You have to be sly with the river

Joe Vermillion was a Chipewyan Indian I met on the Peace River about twelve years ago. I was engaged, then, in the seemingly impossible task of paddling against the 8mph current of that river- which was over a 1000 miles long. Joe said we could do it, but we had to be sly with the river. We had to use the back channels, the places near the bank where the current was slack, the reverse currents you get behind obstructions; we had to tow the boat when the bank was clear, we had to sail when there was a good tailwind. If we tried to tough it out, battle headlong into the current like heroes we’d last about a week. I saw that when I started. We had to be sly with the river.

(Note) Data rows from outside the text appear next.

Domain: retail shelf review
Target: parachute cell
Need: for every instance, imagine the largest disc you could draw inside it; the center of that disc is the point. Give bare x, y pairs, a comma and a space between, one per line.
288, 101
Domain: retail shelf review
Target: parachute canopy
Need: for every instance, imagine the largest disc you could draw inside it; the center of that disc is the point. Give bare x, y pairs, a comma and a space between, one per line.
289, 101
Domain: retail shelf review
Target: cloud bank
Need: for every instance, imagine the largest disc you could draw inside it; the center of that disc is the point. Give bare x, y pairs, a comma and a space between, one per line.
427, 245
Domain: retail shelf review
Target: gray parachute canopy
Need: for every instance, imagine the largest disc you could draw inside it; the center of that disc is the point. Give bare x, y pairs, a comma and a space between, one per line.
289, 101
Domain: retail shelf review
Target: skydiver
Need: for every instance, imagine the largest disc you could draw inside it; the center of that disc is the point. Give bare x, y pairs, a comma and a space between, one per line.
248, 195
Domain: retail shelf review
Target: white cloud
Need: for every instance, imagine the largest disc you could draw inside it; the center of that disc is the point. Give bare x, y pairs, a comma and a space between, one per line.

I was thinking today it is the best advice for any adventure. And maybe for life, especially for long drawn out and difficult tasks. Use every advantage, every place where the current reverses for whatever reason. Even when things are against you, when you’re battling against everything you can make progress, bit by bit, looking for the easiest route, the openings. You have to be sly with the river.

Sunday
Sep212014

Day FOUR of three day fast

Still on 4kg weight loss. I wake up at 5am and sneak downstairs: eat a tiny bit of banana- Ok but nothing special. I then make a soup and add some sauce from a curry- it tastes brilliant- though very strong and salty. I eat some curried carrot- a few slices and that is enough. Back to bed.

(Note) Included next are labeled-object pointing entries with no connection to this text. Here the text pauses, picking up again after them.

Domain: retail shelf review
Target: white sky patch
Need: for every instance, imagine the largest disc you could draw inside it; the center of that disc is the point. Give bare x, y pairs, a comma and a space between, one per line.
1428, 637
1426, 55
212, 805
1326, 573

At 7.30am I have a tiny bowl of bran flakes and two oat cakes. It is these that really taste marvellous, the fast having sharpened every nuance of their flavour. The instant coffee is great too.

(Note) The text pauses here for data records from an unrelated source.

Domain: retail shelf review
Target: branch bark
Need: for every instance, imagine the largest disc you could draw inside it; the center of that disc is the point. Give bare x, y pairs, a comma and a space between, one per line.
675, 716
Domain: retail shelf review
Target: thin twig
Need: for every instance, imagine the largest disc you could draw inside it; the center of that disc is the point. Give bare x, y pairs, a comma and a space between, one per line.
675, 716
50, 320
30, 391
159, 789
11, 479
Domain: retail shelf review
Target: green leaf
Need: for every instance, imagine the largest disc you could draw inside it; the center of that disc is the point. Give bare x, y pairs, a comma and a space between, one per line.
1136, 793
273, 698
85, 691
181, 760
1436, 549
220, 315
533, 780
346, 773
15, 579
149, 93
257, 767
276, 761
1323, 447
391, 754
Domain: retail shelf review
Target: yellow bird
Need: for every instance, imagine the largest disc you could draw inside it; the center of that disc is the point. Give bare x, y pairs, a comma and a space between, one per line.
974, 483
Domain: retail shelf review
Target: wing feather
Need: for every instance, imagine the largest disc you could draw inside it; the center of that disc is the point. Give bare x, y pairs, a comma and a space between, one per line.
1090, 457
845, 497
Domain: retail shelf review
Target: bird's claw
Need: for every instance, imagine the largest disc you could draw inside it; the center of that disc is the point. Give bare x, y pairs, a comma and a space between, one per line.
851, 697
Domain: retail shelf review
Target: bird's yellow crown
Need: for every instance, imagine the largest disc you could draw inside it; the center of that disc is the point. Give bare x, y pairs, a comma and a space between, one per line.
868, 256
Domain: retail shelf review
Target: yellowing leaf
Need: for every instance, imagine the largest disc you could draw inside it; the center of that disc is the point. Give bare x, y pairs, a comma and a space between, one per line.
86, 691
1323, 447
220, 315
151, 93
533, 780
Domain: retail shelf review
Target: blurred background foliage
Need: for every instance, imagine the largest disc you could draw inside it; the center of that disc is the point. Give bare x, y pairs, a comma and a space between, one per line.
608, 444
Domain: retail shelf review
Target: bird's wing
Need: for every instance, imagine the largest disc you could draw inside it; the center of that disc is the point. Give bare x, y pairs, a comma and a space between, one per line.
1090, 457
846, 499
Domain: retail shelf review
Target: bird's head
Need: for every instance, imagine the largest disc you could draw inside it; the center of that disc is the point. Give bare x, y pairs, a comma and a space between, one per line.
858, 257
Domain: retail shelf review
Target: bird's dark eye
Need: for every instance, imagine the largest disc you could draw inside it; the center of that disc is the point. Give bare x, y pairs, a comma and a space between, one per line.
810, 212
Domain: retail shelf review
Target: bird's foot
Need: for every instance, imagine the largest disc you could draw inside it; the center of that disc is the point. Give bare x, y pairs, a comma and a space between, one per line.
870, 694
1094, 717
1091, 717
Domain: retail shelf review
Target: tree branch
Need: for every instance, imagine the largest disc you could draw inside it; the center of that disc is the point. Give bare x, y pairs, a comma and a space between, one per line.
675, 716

Then- what I have been planning for two days: Canadian pancakes, bacon, maple syrup and cappuccino at a local café. That bacon! Pity they took so long bringing it but perfection is made to be marred.

In conclusion- I want to keep doing a fast day a week- maybe Sunday afternoon to Monday afternoon plus a day when I only eat breakfast. It may change but that is the plan.

Aches and pains come back after a few hearty meals…it really does seem as if fasting helps the body deal with these and aids repair of them. It's a great mood booster too. I feel great.

 

Saturday
Sep202014

Day THREE of my three day fast

4kg weight loss since the beginning. Feel fairly terrible this morning. Worse than yesterday if anything. But walking into town I feel I could keep going forever- walking I mean, not fasting. Fasting helps stimulate brain neuron growth- and so does walking- both are needed for ancient man to find more food when he is hungry. I try several shops for an incredibly expensive printer cartridge. No one has it in stock. I find dealing with people very easy, just as I do when I’m on a mission of some sort, or ill; everyday life, downtime so to speak, doesn’t suit me as well. I go round to see a pal and drink a lap sang tea and a fruit tea. That and the conversation seems to change my head- the dull ache has gone. More walking on air back, really I feel I could keep going forever as long as there are no hills…In the evening I sip a thin soup made from half a teaspoonful of bouillon powder- I’m allowing myself one of these a day plus a couple of lap sang teas and numerous fruit teas. Thin soup…heaven! No hallucinations to report but coming out the front door this morning it seemed very bright; everything looked heavily delineated, separate from its background and I greedily took in all sights, revelling in being out here, looking, noticing.

Last day- only one more night to get through. Who could have thought you could have such an adventure and save money too!